Google ersetzt FID durch INP in Core Web Vitals
Die 3 wichtigsten Messungen von Core Web Vitals
Im Mai 2020 führte Google die Core Web Vitals ein, eine Reihe von Messungen, die für das Nutzererlebnis auf einer Website wichtig sind. Ab Mai 2021 wurde dies ein offizieller Ranking-Faktor, so dass von da an die Nutzererfahrung tatsächlich Ihren Platz in der Suchmaschine beeinflusst.
Google hat nun angekündigt, dass sich an diesen Messungen im März 2024 etwas ändern wird.
Die Core Web Vitals bestehen nun aus den folgenden Messungen:
1. Largest Contentful Paint (LCP).
Damit wird die Ladegeschwindigkeit einer Seite gemessen und angegeben, wie lange es dauert, bis das größte sichtbare Element auf dem Bildschirm angezeigt wird. Idealerweise sollte sie 2,5 Sekunden oder schneller sein.
2. Verzögerung der ersten Eingabe (FID)
Dieser Wert misst die Reaktionsfähigkeit einer Seite und gibt an, wie lange es dauert, bis ein Benutzer mit der Seite interagiert. Zum Beispiel das Anklicken von Schaltflächen und das Ausfüllen von Formularen. Ein guter FID-Wert liegt bei weniger als 100 Millisekunden.

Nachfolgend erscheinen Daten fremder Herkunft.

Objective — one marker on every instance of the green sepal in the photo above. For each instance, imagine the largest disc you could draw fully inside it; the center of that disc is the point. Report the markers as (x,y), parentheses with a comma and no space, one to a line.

3. Kumulative Layout-Verschiebung (CLS).
Dieser Wert misst die visuelle Stabilität einer Seite und gibt an, wie oft unerwartete Layout-Verschiebungen während der Latenzzeit auftreten. Dies kann zur Frustration der Benutzer führen, wenn sie beispielsweise versehentlich auf eine falsche Schaltfläche klicken. Ein guter CLS-Wert ist kleiner als 0,1.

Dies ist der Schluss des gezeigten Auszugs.